Re: Reification - whats best practice? from Eric Jain on 2004-08-30 (www-rdf-interest@w3.org from August 2004)

From: Eric Jain <Eric.Jain@isb-sib.ch>
Date: Mon, 30 Aug 2004 12:26:19 +0200
To: Leo Sauermann <leo@gnowsis.com>
CC: www-rdf-interest@w3.org
Message-ID: <413300CB.8080402@isb-sib.ch>
Leo Sauermann wrote:
> I assume that bloating means "too many triples, they look ugly"

Too many triples, yes, but more important, too much data and 
duplication. Not necessarily the same thing.
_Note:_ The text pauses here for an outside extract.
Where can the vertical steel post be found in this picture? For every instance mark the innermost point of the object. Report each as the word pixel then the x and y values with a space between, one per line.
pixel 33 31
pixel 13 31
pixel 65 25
> EXAMPLE 1 with reification
 > ...
> == 15 not easily readable statements 

You could even argue that it's 17, as reifying a statement doesn't 
replace it. But keep in mind that it is trivial to collapse reified 
statements into a more compact "quad" representation:

sta1 s1 p1 o1
sta1 example:backedBy a1
sta1 example:backedBy a2
sta2 s1 p2 o2
sta2 example:backedBy a1
sta2 example:backedBy a3
a1 rdf:type example:source
a2 rdf:type example:source
a3 rdf:type example:source

Actually, I treat triples as "quintuplets". Each statement is part of a 
model, or named graph:

m1 sta1 s1 p1 o1
m1 sta1 example:backedBy a1
m1 sta1 example:backedBy a2
m1 sta2 s1 p2 o2
m1 sta2 example:backedBy a1
m1 sta2 example:backedBy a3
m1 a1 rdf:type example:source
m1 a2 rdf:type example:source
m1 a3 rdf:type example:source

This is important for inserting, retrieving and deleting data, which we 
do not manage at the level of individual statements or resources. Who does?


> Example 2 with quads
>  ...
> sta1 s1 p1 o1
> sta2 s1 p1 o1
> sta1 s1 p2 o2
> sta3 s1 p2 o2
 > ...
> == 10 easily readable triples

Having to reassert a statement just because two or more people happen to 
agree an a fact doesn't seem very intuitive, unless you happen to manage 
your data according to who-said-it, which we don't.

You could argue that your quads could be represented as:

s1 p1 o1 [sta1, sta2]
s1 p2 o2 [sta1, sta3]
sta1 example:backedBy a1
sta2 example:backedBy a2
sta3 example:backedBy a3

But I suspect this is less straightforward to implement than:

s1 p1 o1 [sta1]
s1 p2 o2 [sta2]
sta1 example:backedBy a1
sta1 example:backedBy a2
sta2 example:backedBy a1
sta2 example:backedBy a3

Which of course is nothing but reification in disguise.

In some kind of shorthand syntax suitable for editing, this could even 
be represented as:

s1 p1 o1 [sta1]
s1 p2 o2 [sta2]
sta1 example:backedBy a1, a2
sta2 example:backedBy a1, a3

Now it's shorter than your example :-)

Also, this approach allows you to define :backedBy as the owl:inverseOf 
:says, and look for people who agree with you:

SELECT
   ?author
WHERE
   [:Me :says ?something] AND
   [?author :says ?something]

Unfortunately this query tends to return an empty set with real life 
data :-)


> don't tell me that "implementations hide these many triples away from me".
> No, they do not. When creating the triples, you have to use a 
> reification API to create the triples, and when querying, you have to 
> use the reification API again. and reification APIs demand you to code 
> somethings.

Admittedly many tools don't hide the reification triples (as far as I am 
concerned, they shouldn't even use them internally). But I'd rather have 
them fix this before they start implementing extensions not found in any 
standard...


> But my practical problems could be much easier solved with quads. :-)

That may be so, but please keep in mind that other people may have 
different practical problems that are much easier solved with reification.


> Query engines do not usually do "over-more-than-one-graph" queries

I have implemented this, so others can't be far behind :-)

As pointed out previously, I do not consider a "graph" a replacement for 
reification, but a mechanism for data management, about on the same 
level as files.
Received on Monday, 30 August 2004 10:26:20 UTC